Y vuelve a los cirujanos. Son complicados porque se creen superiores al resto. Ellos dicen en broma que tienen el fuego de Dios. En broma, pero lo dicen, dice Lucía. Los anestesistas no; a cambio de eso, son conflictuados, introvertidos. Sí se dan los casos de dermatólogos con sus pacientes. Y cirujano plástico, dice, suspira: tener un cirujano plástico al lado es el sueño de toda mujer.

Lucía cree que antes todo era más divertido, más relajado. Cree que ya no existe la misma mística de las guardias de antes, de compañerismo. Se perdieron muchas cosas. Ahora todos están obsesionados con hacer carrera, con mejorar sus currículums, con ser más competentes. Antes se casaban jóvenes; hoy hasta eso han postergado en pos de progresar. Hay casos en las guardias; hace poco en mi hospital se nos perdió una chica y la buscamos hasta por la policía, llamamos a sus familiares; bueno, estaba en un consultorio teniendo sexo, pero no le había avisado a nadie para que la cubriera.

Todo tiene que ver con que antes el trabajo era distinto. Una guardia ahora es mucho más trabajosa que antes, con la inseguridad, con los acuchillados, baleados, el fantasma de ser acusado de mala praxis. Antes había más tiempo para convivir, dice y sigue de largo.

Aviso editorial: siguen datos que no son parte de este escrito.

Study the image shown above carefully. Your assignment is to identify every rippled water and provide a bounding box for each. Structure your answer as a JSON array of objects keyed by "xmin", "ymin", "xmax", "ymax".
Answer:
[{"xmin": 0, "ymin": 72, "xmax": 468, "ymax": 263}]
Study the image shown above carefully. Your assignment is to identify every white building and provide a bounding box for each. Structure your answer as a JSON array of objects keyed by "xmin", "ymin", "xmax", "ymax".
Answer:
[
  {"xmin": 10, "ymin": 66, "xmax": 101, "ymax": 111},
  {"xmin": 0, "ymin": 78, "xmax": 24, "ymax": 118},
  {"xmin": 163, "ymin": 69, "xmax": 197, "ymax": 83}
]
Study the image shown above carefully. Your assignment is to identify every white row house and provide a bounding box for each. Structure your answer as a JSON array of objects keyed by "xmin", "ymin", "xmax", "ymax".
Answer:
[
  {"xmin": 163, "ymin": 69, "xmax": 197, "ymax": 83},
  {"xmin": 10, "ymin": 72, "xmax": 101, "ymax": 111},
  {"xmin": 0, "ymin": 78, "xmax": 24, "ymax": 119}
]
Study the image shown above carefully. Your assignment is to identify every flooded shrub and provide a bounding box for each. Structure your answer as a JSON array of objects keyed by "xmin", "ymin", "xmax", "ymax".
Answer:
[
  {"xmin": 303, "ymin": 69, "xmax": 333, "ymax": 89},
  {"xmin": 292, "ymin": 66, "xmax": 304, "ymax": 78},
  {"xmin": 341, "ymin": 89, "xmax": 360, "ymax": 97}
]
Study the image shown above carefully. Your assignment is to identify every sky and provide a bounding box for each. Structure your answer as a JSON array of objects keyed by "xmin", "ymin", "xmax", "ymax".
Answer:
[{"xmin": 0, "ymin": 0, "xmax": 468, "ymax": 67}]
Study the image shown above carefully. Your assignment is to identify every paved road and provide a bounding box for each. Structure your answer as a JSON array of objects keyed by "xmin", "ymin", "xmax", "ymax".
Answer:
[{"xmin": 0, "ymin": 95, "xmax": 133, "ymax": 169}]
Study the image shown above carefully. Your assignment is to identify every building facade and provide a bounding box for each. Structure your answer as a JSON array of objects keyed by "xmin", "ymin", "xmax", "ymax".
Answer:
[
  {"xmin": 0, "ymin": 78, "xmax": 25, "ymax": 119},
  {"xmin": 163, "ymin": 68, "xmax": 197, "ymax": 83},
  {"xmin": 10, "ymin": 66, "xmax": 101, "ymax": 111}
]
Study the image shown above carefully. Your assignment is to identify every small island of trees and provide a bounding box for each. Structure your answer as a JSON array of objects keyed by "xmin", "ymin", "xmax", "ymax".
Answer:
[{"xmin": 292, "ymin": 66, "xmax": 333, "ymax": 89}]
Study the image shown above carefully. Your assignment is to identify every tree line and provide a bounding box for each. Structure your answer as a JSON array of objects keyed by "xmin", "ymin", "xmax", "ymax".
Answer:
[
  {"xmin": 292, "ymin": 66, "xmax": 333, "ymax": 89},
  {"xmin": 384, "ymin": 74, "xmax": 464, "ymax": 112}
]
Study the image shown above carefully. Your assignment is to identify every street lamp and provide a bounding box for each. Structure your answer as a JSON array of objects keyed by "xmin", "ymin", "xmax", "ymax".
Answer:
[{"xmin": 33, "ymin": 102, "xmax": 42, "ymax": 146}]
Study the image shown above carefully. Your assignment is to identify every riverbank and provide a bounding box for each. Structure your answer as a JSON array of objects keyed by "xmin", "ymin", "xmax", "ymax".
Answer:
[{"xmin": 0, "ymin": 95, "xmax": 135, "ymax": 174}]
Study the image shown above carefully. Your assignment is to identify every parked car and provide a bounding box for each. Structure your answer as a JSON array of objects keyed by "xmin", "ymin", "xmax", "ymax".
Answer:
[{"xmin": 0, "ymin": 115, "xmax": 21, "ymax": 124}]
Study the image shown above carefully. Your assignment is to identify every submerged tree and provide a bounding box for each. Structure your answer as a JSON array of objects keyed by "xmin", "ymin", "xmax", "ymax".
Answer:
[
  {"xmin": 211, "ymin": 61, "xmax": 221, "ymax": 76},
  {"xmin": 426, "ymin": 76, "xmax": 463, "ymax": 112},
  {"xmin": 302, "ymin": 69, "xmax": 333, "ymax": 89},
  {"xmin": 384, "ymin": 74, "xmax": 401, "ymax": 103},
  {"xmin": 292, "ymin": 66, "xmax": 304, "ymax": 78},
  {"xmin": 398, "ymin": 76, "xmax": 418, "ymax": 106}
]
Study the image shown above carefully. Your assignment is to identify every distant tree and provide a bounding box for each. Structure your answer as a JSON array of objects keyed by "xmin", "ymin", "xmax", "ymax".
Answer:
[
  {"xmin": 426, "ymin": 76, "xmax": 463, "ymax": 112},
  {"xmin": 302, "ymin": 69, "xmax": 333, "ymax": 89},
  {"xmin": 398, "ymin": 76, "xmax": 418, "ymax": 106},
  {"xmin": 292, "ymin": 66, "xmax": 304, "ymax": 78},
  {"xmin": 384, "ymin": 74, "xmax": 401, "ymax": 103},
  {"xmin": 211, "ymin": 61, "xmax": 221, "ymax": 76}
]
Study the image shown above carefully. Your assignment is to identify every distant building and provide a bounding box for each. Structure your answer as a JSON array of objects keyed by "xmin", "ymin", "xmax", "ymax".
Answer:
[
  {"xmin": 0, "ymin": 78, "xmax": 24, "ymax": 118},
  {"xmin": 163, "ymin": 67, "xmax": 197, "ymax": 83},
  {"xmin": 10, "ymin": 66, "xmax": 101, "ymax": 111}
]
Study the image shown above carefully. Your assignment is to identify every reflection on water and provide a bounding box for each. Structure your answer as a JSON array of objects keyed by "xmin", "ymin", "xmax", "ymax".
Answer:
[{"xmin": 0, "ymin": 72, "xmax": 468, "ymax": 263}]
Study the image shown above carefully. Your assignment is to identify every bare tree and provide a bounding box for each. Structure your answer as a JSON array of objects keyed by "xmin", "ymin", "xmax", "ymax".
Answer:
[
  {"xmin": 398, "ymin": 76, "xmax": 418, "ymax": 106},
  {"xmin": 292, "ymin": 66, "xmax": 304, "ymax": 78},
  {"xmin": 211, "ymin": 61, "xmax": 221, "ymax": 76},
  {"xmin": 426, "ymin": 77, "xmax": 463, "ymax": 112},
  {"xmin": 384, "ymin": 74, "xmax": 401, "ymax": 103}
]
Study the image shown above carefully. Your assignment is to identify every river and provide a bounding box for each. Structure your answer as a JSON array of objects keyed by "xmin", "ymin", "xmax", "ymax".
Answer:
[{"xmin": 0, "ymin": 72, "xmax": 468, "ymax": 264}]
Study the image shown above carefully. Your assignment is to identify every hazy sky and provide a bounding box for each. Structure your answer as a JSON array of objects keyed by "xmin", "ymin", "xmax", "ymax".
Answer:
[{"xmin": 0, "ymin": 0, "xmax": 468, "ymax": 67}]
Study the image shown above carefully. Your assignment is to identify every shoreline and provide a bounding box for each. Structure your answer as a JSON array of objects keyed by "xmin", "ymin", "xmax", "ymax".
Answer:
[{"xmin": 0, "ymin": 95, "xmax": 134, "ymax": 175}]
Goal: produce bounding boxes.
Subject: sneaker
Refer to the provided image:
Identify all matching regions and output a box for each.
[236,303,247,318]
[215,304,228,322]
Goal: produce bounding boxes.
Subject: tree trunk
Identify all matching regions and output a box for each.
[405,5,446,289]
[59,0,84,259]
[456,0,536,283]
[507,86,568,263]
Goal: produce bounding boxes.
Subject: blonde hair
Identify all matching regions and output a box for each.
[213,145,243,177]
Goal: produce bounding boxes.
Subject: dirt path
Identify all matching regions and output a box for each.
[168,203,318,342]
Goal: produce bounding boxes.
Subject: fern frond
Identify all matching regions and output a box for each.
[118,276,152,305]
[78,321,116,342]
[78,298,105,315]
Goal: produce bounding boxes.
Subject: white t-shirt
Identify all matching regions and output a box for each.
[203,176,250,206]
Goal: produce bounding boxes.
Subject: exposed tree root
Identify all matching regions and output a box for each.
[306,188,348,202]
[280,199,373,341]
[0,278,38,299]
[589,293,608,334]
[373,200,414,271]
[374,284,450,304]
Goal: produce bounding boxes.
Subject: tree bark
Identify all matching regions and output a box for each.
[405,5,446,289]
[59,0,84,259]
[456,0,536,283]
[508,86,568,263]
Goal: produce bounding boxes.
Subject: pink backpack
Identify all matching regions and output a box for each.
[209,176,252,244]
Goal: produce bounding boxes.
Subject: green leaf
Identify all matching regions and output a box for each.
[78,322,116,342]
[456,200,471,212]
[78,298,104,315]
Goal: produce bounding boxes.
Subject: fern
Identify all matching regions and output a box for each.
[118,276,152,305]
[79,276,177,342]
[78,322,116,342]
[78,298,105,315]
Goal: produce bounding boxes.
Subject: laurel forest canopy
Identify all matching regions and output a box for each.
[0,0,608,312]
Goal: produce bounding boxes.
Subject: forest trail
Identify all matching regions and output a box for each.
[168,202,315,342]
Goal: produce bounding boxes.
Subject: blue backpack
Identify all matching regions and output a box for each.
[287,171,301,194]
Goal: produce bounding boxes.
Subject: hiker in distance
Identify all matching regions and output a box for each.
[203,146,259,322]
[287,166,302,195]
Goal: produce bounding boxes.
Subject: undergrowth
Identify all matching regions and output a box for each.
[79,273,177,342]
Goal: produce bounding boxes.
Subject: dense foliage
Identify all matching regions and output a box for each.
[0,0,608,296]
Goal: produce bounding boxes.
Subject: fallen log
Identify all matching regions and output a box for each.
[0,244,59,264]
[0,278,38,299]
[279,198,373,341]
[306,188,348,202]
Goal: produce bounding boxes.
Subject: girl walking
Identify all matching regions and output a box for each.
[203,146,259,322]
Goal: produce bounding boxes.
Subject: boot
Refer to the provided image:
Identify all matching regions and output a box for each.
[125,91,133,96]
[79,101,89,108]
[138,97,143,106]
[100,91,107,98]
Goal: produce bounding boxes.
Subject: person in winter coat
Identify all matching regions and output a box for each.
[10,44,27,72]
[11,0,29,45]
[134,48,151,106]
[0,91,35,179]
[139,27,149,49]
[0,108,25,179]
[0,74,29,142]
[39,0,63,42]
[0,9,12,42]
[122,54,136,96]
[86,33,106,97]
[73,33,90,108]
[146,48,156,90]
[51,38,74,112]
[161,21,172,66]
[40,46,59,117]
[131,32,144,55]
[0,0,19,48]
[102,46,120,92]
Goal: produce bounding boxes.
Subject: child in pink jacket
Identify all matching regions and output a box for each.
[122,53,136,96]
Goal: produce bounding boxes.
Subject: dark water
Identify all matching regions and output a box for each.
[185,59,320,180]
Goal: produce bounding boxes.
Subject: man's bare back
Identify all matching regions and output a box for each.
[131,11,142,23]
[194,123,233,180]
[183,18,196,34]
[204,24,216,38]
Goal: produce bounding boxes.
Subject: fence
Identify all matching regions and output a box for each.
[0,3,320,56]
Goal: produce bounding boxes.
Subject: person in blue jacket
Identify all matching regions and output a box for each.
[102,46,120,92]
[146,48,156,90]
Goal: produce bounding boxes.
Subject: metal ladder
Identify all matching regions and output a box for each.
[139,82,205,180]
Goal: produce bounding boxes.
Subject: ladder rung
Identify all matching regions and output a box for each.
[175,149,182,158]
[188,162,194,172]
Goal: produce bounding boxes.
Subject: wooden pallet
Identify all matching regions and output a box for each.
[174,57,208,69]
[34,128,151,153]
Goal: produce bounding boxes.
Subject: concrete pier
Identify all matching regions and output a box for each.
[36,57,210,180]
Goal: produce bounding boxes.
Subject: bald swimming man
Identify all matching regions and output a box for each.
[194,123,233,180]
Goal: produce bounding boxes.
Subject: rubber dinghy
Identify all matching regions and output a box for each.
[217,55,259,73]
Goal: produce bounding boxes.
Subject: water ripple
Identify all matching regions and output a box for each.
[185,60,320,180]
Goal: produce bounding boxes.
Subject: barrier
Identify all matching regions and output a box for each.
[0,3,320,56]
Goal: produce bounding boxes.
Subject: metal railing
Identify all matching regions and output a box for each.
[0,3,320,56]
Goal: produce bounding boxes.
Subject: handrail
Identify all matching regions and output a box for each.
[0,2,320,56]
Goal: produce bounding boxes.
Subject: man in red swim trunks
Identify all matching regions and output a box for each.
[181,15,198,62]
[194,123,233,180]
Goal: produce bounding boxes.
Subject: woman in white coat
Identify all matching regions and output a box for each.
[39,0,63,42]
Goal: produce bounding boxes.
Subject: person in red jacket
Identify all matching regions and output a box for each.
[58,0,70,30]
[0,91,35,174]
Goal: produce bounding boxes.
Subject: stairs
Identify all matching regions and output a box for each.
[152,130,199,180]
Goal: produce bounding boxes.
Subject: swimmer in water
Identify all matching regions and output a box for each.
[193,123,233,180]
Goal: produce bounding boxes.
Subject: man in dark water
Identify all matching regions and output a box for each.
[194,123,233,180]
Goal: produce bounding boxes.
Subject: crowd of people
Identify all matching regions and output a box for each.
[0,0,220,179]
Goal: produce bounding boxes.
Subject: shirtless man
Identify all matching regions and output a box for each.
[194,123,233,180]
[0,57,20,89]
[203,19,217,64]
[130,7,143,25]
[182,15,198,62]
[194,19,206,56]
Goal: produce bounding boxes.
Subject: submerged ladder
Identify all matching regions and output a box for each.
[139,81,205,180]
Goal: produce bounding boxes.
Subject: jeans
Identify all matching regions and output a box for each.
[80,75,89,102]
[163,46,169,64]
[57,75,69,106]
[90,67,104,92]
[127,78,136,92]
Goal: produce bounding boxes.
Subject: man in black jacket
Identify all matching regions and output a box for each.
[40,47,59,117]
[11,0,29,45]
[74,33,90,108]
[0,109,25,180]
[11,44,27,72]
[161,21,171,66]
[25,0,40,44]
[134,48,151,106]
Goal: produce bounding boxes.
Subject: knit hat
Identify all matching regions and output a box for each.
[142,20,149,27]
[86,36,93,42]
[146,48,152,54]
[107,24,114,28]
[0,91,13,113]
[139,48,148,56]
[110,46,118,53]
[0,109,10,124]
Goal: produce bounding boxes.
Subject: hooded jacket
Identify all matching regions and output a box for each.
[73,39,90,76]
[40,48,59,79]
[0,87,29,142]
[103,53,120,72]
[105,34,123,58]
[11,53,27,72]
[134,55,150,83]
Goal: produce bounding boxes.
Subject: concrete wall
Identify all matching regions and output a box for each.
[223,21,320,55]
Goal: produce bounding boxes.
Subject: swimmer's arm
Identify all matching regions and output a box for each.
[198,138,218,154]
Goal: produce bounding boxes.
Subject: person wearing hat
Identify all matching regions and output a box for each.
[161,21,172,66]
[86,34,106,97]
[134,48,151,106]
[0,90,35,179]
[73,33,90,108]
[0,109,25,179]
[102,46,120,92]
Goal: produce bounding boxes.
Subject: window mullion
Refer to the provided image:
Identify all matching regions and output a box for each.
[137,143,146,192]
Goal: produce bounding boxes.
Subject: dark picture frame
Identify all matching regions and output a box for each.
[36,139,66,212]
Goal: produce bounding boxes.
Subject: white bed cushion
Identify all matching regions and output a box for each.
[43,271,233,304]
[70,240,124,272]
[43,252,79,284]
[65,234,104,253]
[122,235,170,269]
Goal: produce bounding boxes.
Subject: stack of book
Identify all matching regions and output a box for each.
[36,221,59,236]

Otro caso es el de mi cuñado. El
bon vivant
que te dije que murió a los 50, víctima de un ataque cardíaco final, que fue el corolario de una vida apurada por la certeza de la muerte inminente. Vivió al mango, dice. Sus guardias eran famosas. Tenía dos amantes a la vez. Estaba casado y tenía hijos. Una vez, una de sus amantes se había ido a Chile y desde ahí le escribió una carta, no era época aún de correos electrónicos. El asistente de mi cuñado, un tarambana, le dio la carta a la mujer que se tomó el cuidado de abrirla con vapor, leerla y volver a cerrarla prolijamente. Y así fue que se la dio a su marido, pero él se dio cuenta de que otros ojos habían leído antes esas líneas. Ambos sabían que el otro sabía, pero nunca se dijeron nada, lo manejaron tácitamente. Al poco tiempo, él se le apareció con un tapado de piel espectacular, una especie de premio a su silencio; así pagó su travesura. Ella sabía todo, incluso que se iba a morir joven, pero lo idolatraba, no le importaba qué hiciera. Y cuando murió fue un drama.